Through experimentation, I managed to create a simple 8-bit microcomputer-friendly keyboard controller. I used a CD4001 NOR, a CD4011 NAND (I used only one gate of the 4-gate NAND for interrupt), a 555, a CD4017, and two 74595 shift registers. It works by using the timer 555 and the CD4017 as a timeout detection circuit. The CD4017 is clocked by the timer 555. When the CD4017 reaches 9, the shift registers reset. To prevent this, the CLK signal from the PS/2 is connected to the reset pin of the CD4017, so when a bit arrives, the counter resets. To detect the end of transmission, the last bit (the stop bit) must be set to 1 because its output is connected to the NAND gate and the second pin of the CD4017. When the end of transmission is achieved and the counter hits 2, the NAND gate goes low, which generates an NMI interrupt to the CPU. The CPU fetches data from the controller through the shift register outputs (data bit lines), which are connected to the 8255 I/O chip.
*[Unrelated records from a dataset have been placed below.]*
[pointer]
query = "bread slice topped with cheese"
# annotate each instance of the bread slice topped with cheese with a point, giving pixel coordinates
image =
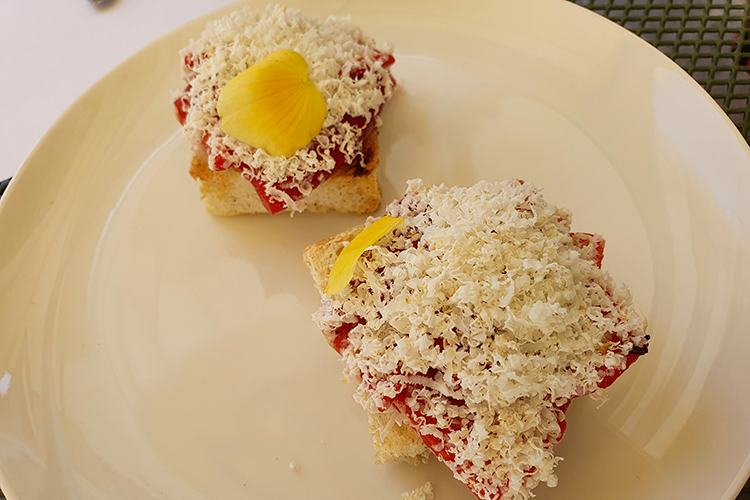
(282, 112)
(469, 319)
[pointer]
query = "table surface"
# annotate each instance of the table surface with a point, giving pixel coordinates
(60, 40)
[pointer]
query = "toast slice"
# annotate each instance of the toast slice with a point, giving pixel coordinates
(393, 438)
(352, 189)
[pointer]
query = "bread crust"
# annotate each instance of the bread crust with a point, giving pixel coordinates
(353, 189)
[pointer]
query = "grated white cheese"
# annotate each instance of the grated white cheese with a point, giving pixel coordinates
(484, 305)
(424, 492)
(332, 48)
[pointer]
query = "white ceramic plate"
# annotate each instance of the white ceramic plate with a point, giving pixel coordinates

The schematic is available on page 8 of the entire homebrew schematic.
PS/2 controller. At this time, I had to use a crude DIY PS/2 connector as well.
I easily embedded the PS/2 keyboard. Why did I use NMI for the keyboard interrupts? - For some reason that I don't really remember, it was easier for me to get NMI interrupts working than normal IRQ. But honestly, that's fine for a simple homebrew project created by a beginner. I programmed the NMI routine in 6502 assembly while keeping the main program in C.
The IRQ handler was responsible for converting PS/2 scan codes to ASCII characters and placing typed keys in a circular buffer. It also tracked the status of special keys, such as shift, control, and alt.
In the end, I wrote a simple program that displayed the keys being typed on the screen.
After this success, I was happy. However, as other projects came along, I left the this project for about 1.5 month.
Prototype PCB version
During my break from the project, I saved up some pocket money. I also had the idea to move the build from the breadboard to a more permanent and reliable setup. I decided to use a prototype PCB board. Why not make a PCB? PCB manufacturing was too expensive for me, and I lacked the necessary skills. So, I bought a 200*150mm prototype PCB, some sockets and gold pin headers. For connecting elements, I extracted thin enameled wire from the motor (which I still use to this day for projects like this and various repairs almost 2.5 years later!). I also bought three smaller boards to make expansion cards.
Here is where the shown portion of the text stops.